On April 23, Kelly was given two felony bonds for aggravated assault with a family member and tampering with evidence.

230th Criminal District Court Judge Chris Morton granted Kelly those bonds.

His bond conditions include wearing an ankle monitor and house arrest. He didn't do that but that didn't stop Judge Morton from giving Kelly another felony bond for another aggravated assault on July 6.

"Now he's out on not one, not two, but three felony bonds of which two would be classified as violent," said Andy Kahan with Crime Stoppers.

"Very upset about that," Sue said. "You're giving him the opportunity to hurt an innocent person or hurt me or my family."


Here's Kelly in a surveillance store video. Before it all ends, Kelly attacks two men with brass knuckles. One of the men attacked is Sue's son.

"I have to fear for my family," she said. "I can't even go to the grocery store, I have to be protected."

Sue says Kelly fired 13 gunshots into her home.

Thanks to Judge Morton she says she and her family are living in fear.

"Why aren't you doing your job? Why aren't you making some of these repeat felons follow their bond conditions," said Sue.

"What kind of knucklehead is going to tell the whole world that he's basically committed a felony," said Kahan.

That would be Kelly. He bragged about the assaults in the store on Snapchat right after it happened.


On October 21, the DAs office filed a motion to revoke Kelly's bonds calling him a danger to the community.

Judge Morton didn't sign it but Kelly picked up another aggravated assault with a deadly weapon charge.

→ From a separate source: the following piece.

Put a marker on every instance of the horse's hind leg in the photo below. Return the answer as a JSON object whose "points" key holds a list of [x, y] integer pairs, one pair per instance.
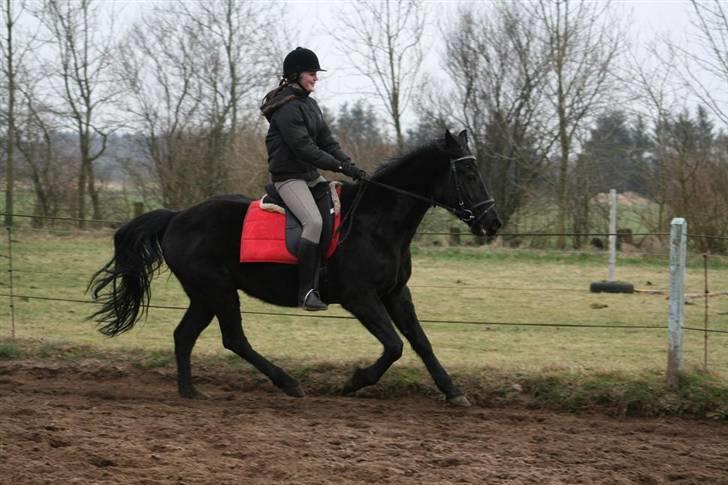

"On November 3, when the court called out his name, Mr. Kelly wasn't there period," Kahan said.

In another Breaking Bond report, we told you how Judge Chris Morton gave Jesus Gallegos five bonds in just a one year period. Now he's charged in the murder of his girlfriend Rita Acosta.

Instead of just ignoring our calls, Judge Morton, will you at least explain why you think allowing defendants to remain out on bond, even when they violate the conditions of their bonds, is a good idea?